Selection and utilization of metadata from news articles
Asta Bäck
Find


Abstract
Metadata is needed for various purposes in the publishing process. This paper gives a list of them and analyses some metadata dictionaries with regard to the aspects they cover, and reports a case implementation where metadata is used to support electronic publishing services to endusers and editors. Some of the metadata is created by people and some is collected semiautomatically or automatically. Finally, the paper discusses the experiences gained from using this metadata and processing the actual XML-articles for rendering.

Contents
  1. Introduction
  2. Metadata classification and metadata dictionaries
    1. Basic data and a unique identification
    2. Content
    3. Copyright
    4. Technical information
    5. Relations to other resources
    6. Related components
    7. Resource management
  3. Application of technical news article metadata
    1. Definition of the metadata dictionary
    2. Production and utilization of metadata for content description
  4. Discussion
  5. Bibliography

Introduction
How to define and create metadata is one of the much-discussed topics in the publishing world. It has gained in importance with the rise in electronic publishing. While the focus used to be on provision of sufficient information to find an existing publication, recent developments in publishing have made metadata important also for a content that has not been published in the traditional sense of the word. Also, what used to be regarded as a single publication is today often viewed as consisting of many components, which may need metadata of their own. The huge web portals and the different personalized information services are two important examples of the new publishing opportunities which also require additional metadata.

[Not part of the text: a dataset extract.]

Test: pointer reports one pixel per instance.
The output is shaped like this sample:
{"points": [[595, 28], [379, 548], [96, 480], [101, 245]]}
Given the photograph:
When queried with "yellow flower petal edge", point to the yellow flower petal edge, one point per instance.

A classification of the different types of metadata is given in this presentation, some metadata dictionaries and projects are analysed by using this classification, and finally our own implementation for creating and using metadata relating to technical news articles is discussed with a review of out own experiences and ideas for improvements.
In this paper, the terms 'publisher' and 'publication' are used in broad sense. The word 'publisher' refers to any organization or company that makes content available to other parties. The words 'document', 'resource' and 'publication' are used interchangeably.

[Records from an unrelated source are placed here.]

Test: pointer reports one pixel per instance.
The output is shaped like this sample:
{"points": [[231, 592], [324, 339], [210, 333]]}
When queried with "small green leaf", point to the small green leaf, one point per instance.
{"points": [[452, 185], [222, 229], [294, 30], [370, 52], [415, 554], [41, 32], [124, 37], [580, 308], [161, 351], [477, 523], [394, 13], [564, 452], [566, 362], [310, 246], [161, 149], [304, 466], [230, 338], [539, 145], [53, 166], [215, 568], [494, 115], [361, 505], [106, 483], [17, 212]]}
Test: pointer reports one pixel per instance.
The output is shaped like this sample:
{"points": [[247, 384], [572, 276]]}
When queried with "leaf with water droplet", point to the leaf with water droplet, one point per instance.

Previous Previous Table of Contents
Metadata classification and metadata dictionaries
Basic data and a unique identification
The basic data includes the basic facts of a publication, such as the creator and when and where it is published. This type of information is traditionally regarded as the core metadata. The typical role of the basic data is to provide enough information of a resource so that anyone interested will be able to locate it. This information largely aims at a unique identification, and systems have been set up to support a unique identification. The ISBN numbering for books is an example of this. The ISBN number alone would be sufficient to uniquely identify any published book, but for the sake of readability also other information is usually provided. In the web community, the URL has provided a unique identification. With regard to documents, its major drawback is that there is no guarantee that the document's location or content remains unchanged, therefore other methods have been developed for unique identification of electronic publications. The DOI (Digital Object Identifier) initiative is an example of this [1].
Content
With the metadata that describes the content, we usually try to provide answers to questions like 'Which documents tell us about natural catastrophes in North America during the last decade', or 'Which documents deal with XML in publishing applications'.
Keywords and classifications are the most traditional ways to describe the content of a document or a publication. The Dewey Decimal System is one of the universal classification schemes. There are also innumerable index term lists, for general or special purposes.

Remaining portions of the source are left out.